The device is about the size of a smartphone and will be mounted on a lunar lander next year. It will transmit data from the Moon to LSU. The Tiger Eye 1 research team hopes to be able to maintain control of the device from a command center on the main LSU campus. 

Understanding the types and amounts of radiation that exist on the Moon will be key to establishing a sustainable human presence on Earth’s nearest neighbor as well as traveling to Mars. The data brought back by Tiger Eye 1 will further Chancellor’s research and development of protective materials to shield people and equipment from radiation. 

“We have models and predictions for human health risk on the Moon, but we don’t yet have actual measurements of the radiation spectrum on the lunar surface,” Chancellor said. “Now that we’ll get real data, we can use it to validate our models, make better predictions, and increase the safety of future space travel.” 

He is evaluating the shielding used today on the International Space Station and SpaceX Dragon as well as developing designs to protect new space vehicles. Recent advances in 3D-printing technology offer promising new solutions as well. 

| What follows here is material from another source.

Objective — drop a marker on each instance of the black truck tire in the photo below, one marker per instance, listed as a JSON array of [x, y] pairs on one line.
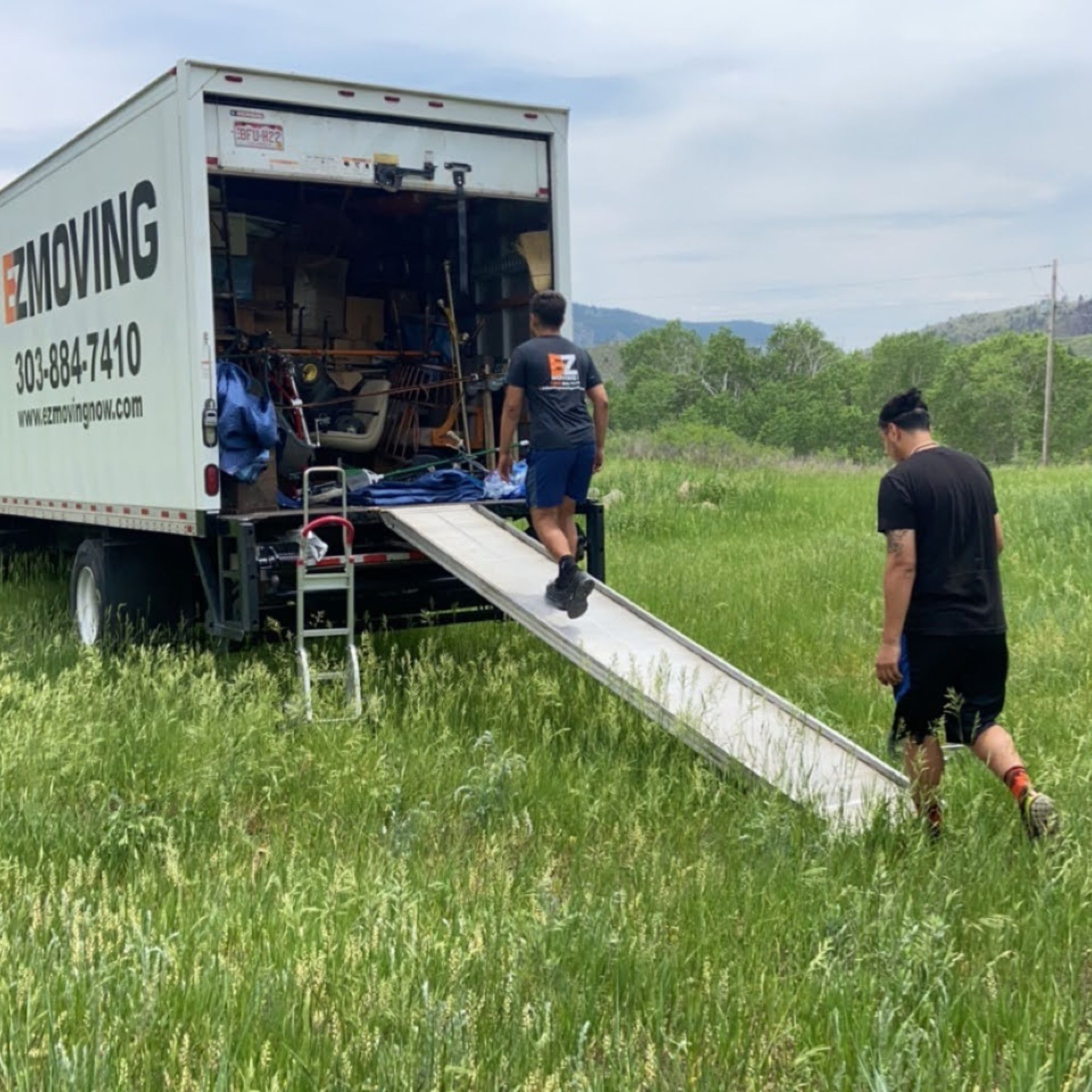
[[123, 592]]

“It’s about where to put the shielding and how much of it to put where: location and thickness but also the material itself,” Chancellor said. “We can now print multiple materials over one solid object in layers. It all depends on where you need the most protection and the least protection. There are instances where you want the radiation to go through because it’s moving fast enough—by adding shielding and slowing it down, you could actually increase your exposure. So, instead of having three or four inches of shielding all over, we’ve developed a way to optimize it for the topography of a particular vehicle.” 

Both Drs. Chancellor and Auñón-Chancellor work to improve life on Earth, in space, and in between.  

“We could see the Earth and all its beauty, but you still felt somewhat disconnected because you couldn’t feel it. And it was amazing after you come back how much more I appreciate an early sunrise; how much I appreciate wind; how much I appreciate just standing outside during a quiet moment. It means a lot more to me now, I think, than it did before,” Dr. Auñón-Chancellor said.